Il y une seule chose certaine, que notre image du miroir est réelle tant que nous nous y reflétons. Dans ce cas, la Mort n’est-elle pas l’image de la Vie et ainsi la Vie devient l’image de la mort?

La Vie que nous connaissons comme telle par sa représentation dans la mort este en fait: notre Propre Mort!

Et celle-ci aura sa propre apocalypse.

Que pourrait être  l’apocalypse de la mort sinon la Renaissance de la Vie?

La vie de qui, en fait de la Mort ou de la Vie? Je le dis parce que grâce au miroir, nous pouvons parler de la Vie de la Vie et de la Vie de la Mort ou bien de la Mort de la Vie et de la Mort de la Mort.

N’importe quel est le propos, une chose est certaine, c’est que le miroir rend chacune éternellement opposée à l’autre.

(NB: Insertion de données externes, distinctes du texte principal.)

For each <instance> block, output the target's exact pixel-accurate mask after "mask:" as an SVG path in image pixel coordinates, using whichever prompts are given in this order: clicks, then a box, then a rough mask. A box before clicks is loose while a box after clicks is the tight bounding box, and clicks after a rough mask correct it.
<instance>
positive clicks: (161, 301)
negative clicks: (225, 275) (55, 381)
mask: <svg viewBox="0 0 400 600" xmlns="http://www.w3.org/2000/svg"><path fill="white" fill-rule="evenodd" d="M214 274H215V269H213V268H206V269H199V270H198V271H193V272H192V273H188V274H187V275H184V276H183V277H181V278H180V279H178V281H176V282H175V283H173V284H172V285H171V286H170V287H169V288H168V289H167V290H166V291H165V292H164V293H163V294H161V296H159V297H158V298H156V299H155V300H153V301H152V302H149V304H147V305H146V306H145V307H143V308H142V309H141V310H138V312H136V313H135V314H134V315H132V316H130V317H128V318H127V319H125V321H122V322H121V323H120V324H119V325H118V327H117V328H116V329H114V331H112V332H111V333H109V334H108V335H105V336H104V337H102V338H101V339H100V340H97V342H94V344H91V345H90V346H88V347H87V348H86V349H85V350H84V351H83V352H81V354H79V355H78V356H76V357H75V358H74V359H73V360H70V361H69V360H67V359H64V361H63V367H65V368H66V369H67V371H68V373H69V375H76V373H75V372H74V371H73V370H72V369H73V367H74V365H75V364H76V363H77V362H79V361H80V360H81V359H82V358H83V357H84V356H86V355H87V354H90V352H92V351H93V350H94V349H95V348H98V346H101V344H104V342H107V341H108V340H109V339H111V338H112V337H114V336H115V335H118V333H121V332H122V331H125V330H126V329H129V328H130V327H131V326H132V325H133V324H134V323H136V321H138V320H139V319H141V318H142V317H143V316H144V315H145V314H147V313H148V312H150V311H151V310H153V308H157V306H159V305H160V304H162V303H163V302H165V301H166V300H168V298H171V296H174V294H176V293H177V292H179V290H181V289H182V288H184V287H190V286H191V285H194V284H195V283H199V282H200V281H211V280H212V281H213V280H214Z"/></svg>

Ou est-il possible de voir plus de Mort sinon dans le monde de la Vie ou chaque instant existe uniquement par sa référence à la mort? Comme il est aussi probable qu’il n’y ait plus de Vie que dans le monde de la Mort ou tout son être s’appuie sur la Vie. S’il n’y avait pas de Vie, il n’y a aurait de la Mort non plus et tout comme la Vie nourrit la Mort, il est possible que la Mort aussi nourrisse la Vie au déjeuner cosmique des sentiments humains. Cependant, nous ne savons en fait ce que ce rêve appelé Vie est, tout comme nous ne savons non plus ce que l’autre rêve appelé Mort est.

Si nous savions pour un instant seulement qui sommes nous réellement, d’ou nous venons et ou nous allons, il y aurait-il quelque chose de différent dans notre monde? Nous nous réveillerons de ce rêve?

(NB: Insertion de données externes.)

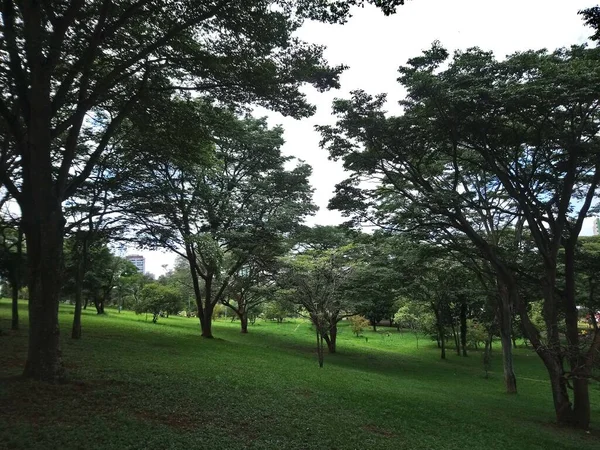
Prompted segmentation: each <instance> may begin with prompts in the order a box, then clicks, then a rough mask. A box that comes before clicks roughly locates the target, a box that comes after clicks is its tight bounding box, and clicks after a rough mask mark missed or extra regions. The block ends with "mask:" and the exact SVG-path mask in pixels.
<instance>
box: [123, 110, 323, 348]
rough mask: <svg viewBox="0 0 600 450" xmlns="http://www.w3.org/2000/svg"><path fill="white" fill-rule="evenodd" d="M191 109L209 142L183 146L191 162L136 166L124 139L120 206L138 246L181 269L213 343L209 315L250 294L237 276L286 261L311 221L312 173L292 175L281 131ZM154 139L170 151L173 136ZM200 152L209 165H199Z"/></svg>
mask: <svg viewBox="0 0 600 450" xmlns="http://www.w3.org/2000/svg"><path fill="white" fill-rule="evenodd" d="M188 106H189V108H190V111H191V112H190V114H194V111H196V108H199V109H201V110H203V111H205V112H204V113H203V114H204V116H203V114H200V115H199V117H198V124H197V126H198V127H205V128H206V136H208V137H206V136H205V137H202V136H200V137H194V136H192V137H189V141H187V142H186V144H187V147H186V148H187V149H188V151H187V154H186V153H185V152H183V153H177V154H171V155H170V156H169V157H168V158H164V157H161V156H160V154H161V153H160V152H158V156H154V157H153V159H149V158H140V157H139V152H136V151H135V149H136V148H137V146H138V145H141V143H140V141H139V139H138V137H137V136H136V135H135V133H134V134H133V135H132V136H130V137H129V139H128V140H127V141H126V143H125V145H124V153H125V154H128V155H131V157H127V158H125V159H127V160H128V163H129V164H130V166H131V169H130V170H131V176H130V181H129V183H128V185H127V186H126V188H125V190H124V194H123V202H124V203H125V204H127V205H128V207H127V210H128V212H129V216H130V218H131V222H132V225H133V227H135V228H136V230H137V233H136V239H137V240H138V241H139V242H140V243H141V244H143V245H146V246H149V247H151V248H155V247H159V246H160V247H162V248H167V249H169V250H171V251H173V252H175V253H177V254H178V255H179V256H180V257H181V258H183V259H185V260H186V261H187V263H188V268H189V271H190V275H191V279H192V280H191V281H192V286H193V289H194V297H195V300H196V304H197V307H198V315H199V318H200V322H201V324H202V333H203V335H204V336H206V337H212V334H211V331H210V317H211V316H212V309H213V308H214V307H215V305H217V304H218V303H223V302H225V303H227V302H228V297H229V295H230V294H235V295H237V294H239V293H240V292H239V291H240V290H241V291H245V290H248V289H249V288H250V287H251V285H246V286H243V287H242V286H240V282H241V281H242V278H243V277H240V273H241V271H242V269H248V270H251V271H253V272H254V274H255V275H258V273H260V271H261V270H262V267H263V266H264V265H266V264H269V263H271V262H273V261H274V260H275V258H276V256H277V255H281V254H283V253H284V252H285V249H286V248H285V240H284V235H285V234H289V233H291V232H293V231H294V229H295V228H296V227H297V226H298V224H299V223H300V222H301V221H302V220H303V218H304V217H306V216H307V215H309V214H311V213H312V212H313V211H314V205H313V204H312V203H311V196H312V188H311V187H310V185H309V182H308V178H309V176H310V173H311V169H310V167H309V166H307V165H306V164H303V163H298V164H297V165H296V166H295V167H290V163H291V162H292V160H291V158H289V157H285V156H283V155H282V153H281V145H282V144H283V139H282V133H283V130H282V129H281V128H273V129H270V128H269V127H268V126H267V123H266V120H265V119H254V118H252V117H245V118H243V119H240V118H238V117H236V116H235V114H233V113H231V112H229V111H225V110H223V109H217V108H213V107H210V106H209V105H206V104H202V103H198V102H195V103H193V102H192V103H190V104H189V105H188ZM200 117H203V121H200ZM183 132H184V131H183V130H182V133H183ZM142 137H143V138H144V139H149V138H150V137H149V136H146V135H144V134H142ZM152 138H154V139H155V141H156V144H155V145H156V146H158V147H159V148H160V149H162V154H165V153H167V152H168V151H169V150H171V149H172V148H173V146H174V142H173V139H172V134H171V133H169V134H168V135H166V136H164V137H160V136H159V137H158V138H157V137H156V136H155V134H154V130H152ZM142 142H144V140H142ZM205 147H207V148H208V149H209V150H208V153H209V155H210V164H207V163H206V162H201V161H197V160H195V158H196V157H197V156H198V153H199V152H201V150H202V149H203V148H205ZM175 148H177V147H175ZM132 149H133V150H132ZM177 151H178V152H182V148H178V149H177ZM136 154H137V155H138V157H137V158H136V156H135V155H136ZM132 160H133V161H132ZM288 167H290V168H288ZM236 285H237V287H236ZM233 290H237V291H238V292H233ZM244 309H245V310H246V311H245V312H244V311H241V313H242V314H247V308H244Z"/></svg>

Nous savons qu’il y de la mort seulement parce qu’elle est l’opposé de la Vie et nous ne pouvons distinguer qu’un seul opposé puisque nous pensons sur la base d’une logique bivalente du bien et du mal, du beau et du laid, etc. Comment seraient la Vie ou la Mort si elles avaient à leur tour plusieurs opposés? Et nous?

Saurions-nous qui nous sommes mais aussi pourquoi nous sommes si souvent humiliés par les instants de notre propre destin?

Nous ne saurions rien de tout cela ni même à ce moment parce que nous ne sommes pas plus qu’une ombre blême d’un visage de Dieu reflété dans la Connaissance et alors les Ombres ne viennent et ne s’en vont nulle part, elles disparaissent. Pourquoi sommes nous des ombres et non pas un arbre imposant?

Pourquoi lorsque nous pensons que nous sommes le printemps, la réalité nous montre que nous sommes un automne tardif?

Parce que Dieu est l’Unique Accidentel et tout ce qui s’ensuit après lui est un Evénement Intentionné donc une image de l’Evénement Accidentel Unique. Cette image est le Destin. Si nous étions pas une simple ombre, cela aurait signifié n’est pas l’Unique Accidentel, mais Intentionné, ce qui ne peut pas être vrai car cela veut dire que Dieu aussi est créé par un autre Evénement Fondamental qui le précède. Cependant, savons-nous ce que la Vérité est? Nous ne saurions l’image de Dieu seulement si Dieu n’existait pas.